Auth server was returning errors on any wifidog page. (Could not allocate memory?) I restarted it and it came back fine.
Auth returning errors, unable to connect to PostGres.
sudo /etc/init.d/postgresql-8.3 restart
Auth back up.
– Michael Pereira
The auth server has spun out of control at around noon two days in a row, and needed a hard reboot. I checked the logs, and it just looks like an above-normal but not extraordinary number of hits to the login page. I added “OfficeLiveConnector” to the blacklist, but basically this problem is only going to get worse.
The auth server went down yesterday afternoon. Looks like it was the same problem. I “blacklisted” “Google Updater”. There were also a ton (5000) of emails in the mailman queue, all from the past 2-3 weeks; I deleted them.

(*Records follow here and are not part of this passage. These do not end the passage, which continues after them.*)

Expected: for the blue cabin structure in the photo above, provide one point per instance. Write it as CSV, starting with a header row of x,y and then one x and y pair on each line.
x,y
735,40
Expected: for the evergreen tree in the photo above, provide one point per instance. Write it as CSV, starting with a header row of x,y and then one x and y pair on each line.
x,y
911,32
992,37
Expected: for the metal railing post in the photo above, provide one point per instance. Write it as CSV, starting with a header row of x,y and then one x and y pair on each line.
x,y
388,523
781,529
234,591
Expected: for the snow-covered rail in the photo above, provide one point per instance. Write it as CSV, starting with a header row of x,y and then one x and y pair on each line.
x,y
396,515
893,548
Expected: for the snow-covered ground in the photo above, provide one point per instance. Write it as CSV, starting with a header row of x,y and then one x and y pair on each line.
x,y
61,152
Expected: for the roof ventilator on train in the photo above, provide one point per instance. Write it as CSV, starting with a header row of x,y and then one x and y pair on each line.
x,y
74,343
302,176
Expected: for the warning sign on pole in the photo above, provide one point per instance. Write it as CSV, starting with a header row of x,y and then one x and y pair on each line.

The auth server went down at about noon today, and I brought it back at about 3pm. At 12:08pm, the server was hit with about 50 login redirects from one IP in about 20 seconds. From then on the server just began spinning wildly. I added the UserAgent string to the blacklist, and installed Cache_Lite. [Actually, I can't get Cache_Lite working.]

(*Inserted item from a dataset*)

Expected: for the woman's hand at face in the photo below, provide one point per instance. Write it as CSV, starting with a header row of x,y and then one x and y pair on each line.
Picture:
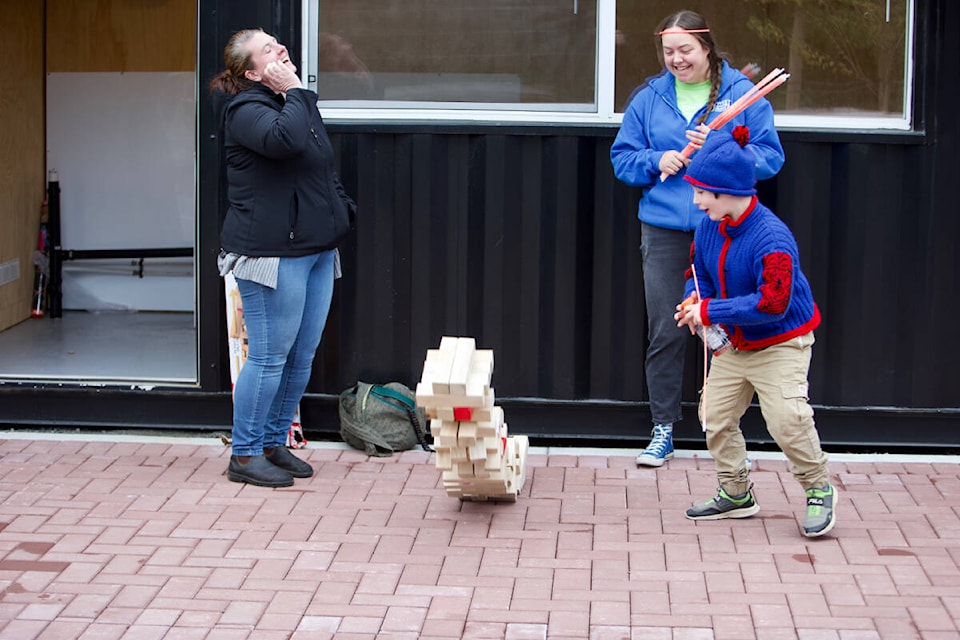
x,y
280,77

I ended up having to upgrade to a 512MB slice in order for the server to not run out of memory.
Over the past few days users have reported certificate errors when they hit the auth server (“untrusted site” or “unknown authority”) – I remembered that when installing this cert on the old auth server I had to add an extra file; the “chain file”. I added this (SSLCertificateChainFile in the apache config), and the problem seems to be fixed.
Here are the changes I made to the config files to reduce memory:
###apache.conf #found at http://wiki.vpslink.com/Low_memory_MySQL_/_Apache_configurations StartServers 1 MinSpareServers 1 MaxSpareServers 5 ServerLimit 40 MaxClients 40 MaxRequestsPerChild 200
###postgresql.conf max_connections = 40
###mysql/my.cnf ###used the small my.cnf found at /usr/share/doc/mysql-server-5.0/examples/my-small.cnf
Our deal with TheWire is up, so I'm migrating the server to VPS. Hard to get the memory usage down so it doesn't thrash, but seems to be running ok now. Will keep monitoring. Also, we're now up to wifidog rev 1390.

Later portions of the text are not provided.